Best practices include configuring appropriate log retention periods, setting up alerts for high-risk API operations, and regularly reviewing application permissions. By systematically analyzing Microsoft Graph activity logs, security operations teams can uncover sophisticated attacks that leverage legitimate APIs to avoid traditional detection methods.
Investigate Threats Using Microsoft Graph Activity Logs
Why This Is Important
Microsoft Graph activity logs provide critical visibility into how applications and services interact with your Microsoft 365 environment. As a Security Operations Analyst, understanding these logs enables you to detect suspicious application behavior, identify compromised credentials, track data exfiltration attempts, and investigate security incidents involving API-based attacks. With the increasing sophistication of attacks targeting cloud services, mastering Graph activity logs is essential for comprehensive threat hunting.
What Are Microsoft Graph Activity Logs?
Microsoft Graph activity logs capture detailed information about requests made to the Microsoft Graph API. These logs record:
• Request metadata - timestamps, HTTP methods, and endpoints accessed • Identity information - user principals, service principals, and application IDs making requests • Response details - status codes and response sizes • Client information - IP addresses and client application details • Resource access patterns - which resources were queried or modified
How It Works
1. Log Collection: Graph activity logs are streamed to Azure Monitor, where they can be sent to a Log Analytics workspace, Event Hub, or Storage Account.
2. Integration with Microsoft Sentinel: Once logs are in Log Analytics, Microsoft Sentinel can query them using KQL (Kusto Query Language) for threat detection and investigation.
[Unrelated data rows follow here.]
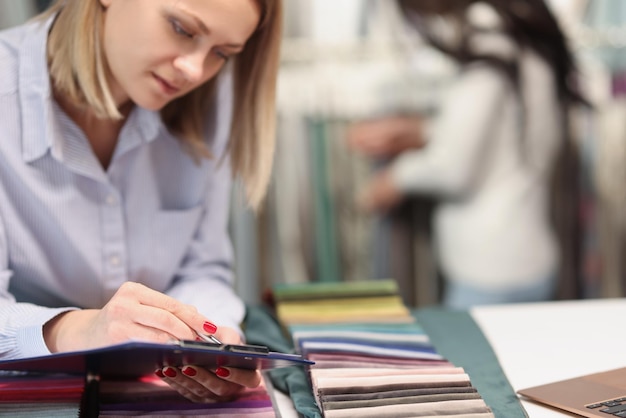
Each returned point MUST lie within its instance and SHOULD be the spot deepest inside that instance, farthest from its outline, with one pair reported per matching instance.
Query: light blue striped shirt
(72, 233)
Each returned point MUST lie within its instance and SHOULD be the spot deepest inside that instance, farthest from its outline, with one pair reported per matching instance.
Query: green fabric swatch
(261, 328)
(458, 338)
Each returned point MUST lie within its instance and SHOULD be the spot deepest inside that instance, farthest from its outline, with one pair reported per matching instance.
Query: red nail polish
(189, 371)
(222, 372)
(209, 327)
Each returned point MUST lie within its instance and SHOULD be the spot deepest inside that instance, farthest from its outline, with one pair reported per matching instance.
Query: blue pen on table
(209, 339)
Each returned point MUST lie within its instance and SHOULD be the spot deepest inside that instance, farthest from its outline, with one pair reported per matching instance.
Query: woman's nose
(191, 66)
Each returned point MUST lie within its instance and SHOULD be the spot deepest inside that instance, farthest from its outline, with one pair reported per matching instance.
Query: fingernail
(222, 372)
(209, 327)
(189, 371)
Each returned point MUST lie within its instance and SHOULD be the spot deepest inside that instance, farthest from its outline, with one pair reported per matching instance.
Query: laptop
(593, 395)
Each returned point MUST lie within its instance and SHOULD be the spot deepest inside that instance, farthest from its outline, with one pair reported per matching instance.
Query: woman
(488, 154)
(116, 155)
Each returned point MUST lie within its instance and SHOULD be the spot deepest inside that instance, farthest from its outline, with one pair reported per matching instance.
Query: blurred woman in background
(489, 153)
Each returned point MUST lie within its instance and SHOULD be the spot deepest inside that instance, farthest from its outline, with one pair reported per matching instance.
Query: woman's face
(158, 50)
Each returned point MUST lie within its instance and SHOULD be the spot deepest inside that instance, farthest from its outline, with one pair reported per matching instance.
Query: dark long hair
(529, 22)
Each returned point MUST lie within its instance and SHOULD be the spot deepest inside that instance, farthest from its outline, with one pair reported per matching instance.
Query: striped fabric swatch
(372, 358)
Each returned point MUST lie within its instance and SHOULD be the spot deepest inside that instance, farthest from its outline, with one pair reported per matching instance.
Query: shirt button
(114, 260)
(111, 200)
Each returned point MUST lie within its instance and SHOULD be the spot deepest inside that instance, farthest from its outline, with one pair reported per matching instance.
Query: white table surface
(538, 343)
(543, 342)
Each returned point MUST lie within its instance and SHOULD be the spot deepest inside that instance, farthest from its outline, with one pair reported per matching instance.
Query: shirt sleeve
(21, 324)
(449, 164)
(205, 278)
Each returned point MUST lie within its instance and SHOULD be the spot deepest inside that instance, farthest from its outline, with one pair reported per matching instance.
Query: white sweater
(492, 225)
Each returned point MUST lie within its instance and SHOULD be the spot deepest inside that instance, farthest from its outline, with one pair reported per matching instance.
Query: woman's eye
(179, 29)
(221, 54)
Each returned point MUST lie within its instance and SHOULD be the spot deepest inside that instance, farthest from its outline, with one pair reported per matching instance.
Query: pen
(209, 339)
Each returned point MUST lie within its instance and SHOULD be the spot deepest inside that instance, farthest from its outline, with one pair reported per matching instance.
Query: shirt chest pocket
(171, 235)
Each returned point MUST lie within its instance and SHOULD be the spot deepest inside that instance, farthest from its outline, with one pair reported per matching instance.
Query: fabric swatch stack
(373, 359)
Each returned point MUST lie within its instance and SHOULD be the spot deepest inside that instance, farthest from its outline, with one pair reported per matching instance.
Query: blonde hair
(78, 70)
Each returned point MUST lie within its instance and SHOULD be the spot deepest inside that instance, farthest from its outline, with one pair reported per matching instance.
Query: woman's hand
(219, 384)
(386, 137)
(137, 312)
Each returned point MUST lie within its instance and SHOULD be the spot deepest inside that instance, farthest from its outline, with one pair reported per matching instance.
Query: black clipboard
(136, 359)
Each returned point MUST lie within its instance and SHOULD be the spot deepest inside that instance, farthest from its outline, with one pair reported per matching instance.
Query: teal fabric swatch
(262, 328)
(458, 338)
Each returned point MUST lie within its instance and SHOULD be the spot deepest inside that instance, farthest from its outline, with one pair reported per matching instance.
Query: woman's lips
(167, 88)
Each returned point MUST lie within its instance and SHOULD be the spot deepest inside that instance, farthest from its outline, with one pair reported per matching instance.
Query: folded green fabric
(261, 328)
(456, 337)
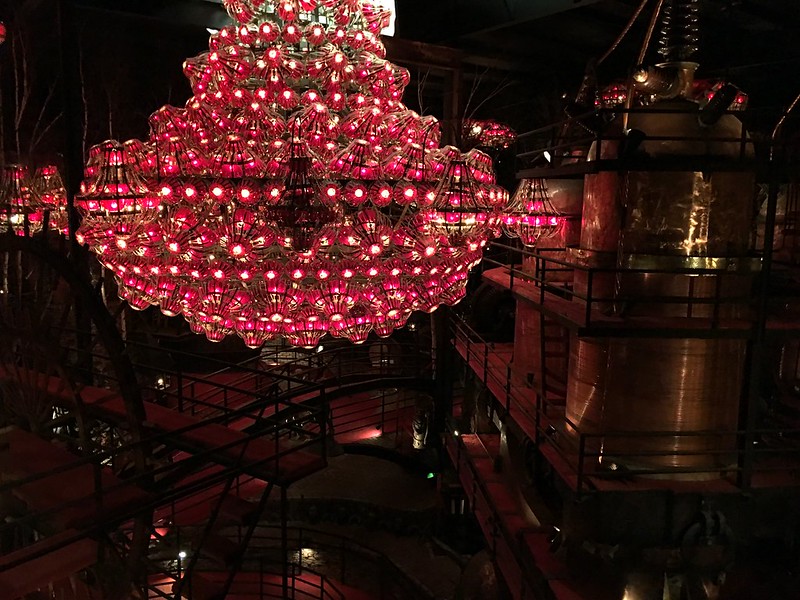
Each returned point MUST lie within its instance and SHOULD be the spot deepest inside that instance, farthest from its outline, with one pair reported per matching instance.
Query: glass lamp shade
(531, 216)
3. Key Tables: The primary table is MicrosoftGraphActivityLogs, which contains all API activity data.
4. Analysis Scenarios: - Detecting unusual application permissions requests - Identifying bulk data access patterns - Tracking failed authentication attempts via API - Monitoring sensitive operations like mail reading or file downloads
Common KQL Queries for Investigation
• Query for failed requests: Filter by response codes in the 400-500 range • Query for high-volume requests: Aggregate by application ID and count requests • Query for sensitive endpoints: Filter for endpoints accessing mail, files, or directory data
Exam Tips: Answering Questions on Investigate Threats Using Microsoft Graph Activity Logs
1. Know the log destination options: Remember that Graph activity logs can be sent to Log Analytics workspaces, Event Hubs, and Storage Accounts. Exam questions often test this configuration knowledge.
2. Understand the MicrosoftGraphActivityLogs table: Be familiar with key columns like RequestId, ServicePrincipalId, UserId, RequestMethod, RequestUri, and ResponseStatusCode.
3. Focus on threat scenarios: Questions may present scenarios about detecting malicious applications, compromised service principals, or data theft via API calls.
4. Remember integration points: Understand how Graph activity logs work alongside Azure AD sign-in logs and audit logs for comprehensive investigation.
5. Practice KQL fundamentals: Expect questions requiring you to identify the correct KQL query for specific investigation scenarios.
6. Know the prerequisites: An Azure AD Premium license and appropriate permissions (Security Reader or higher) are required to configure and access these logs.
7. Recognize attack patterns: Be prepared to identify indicators of compromise such as unusual geographic access, high-frequency API calls, or access to sensitive endpoints from new applications.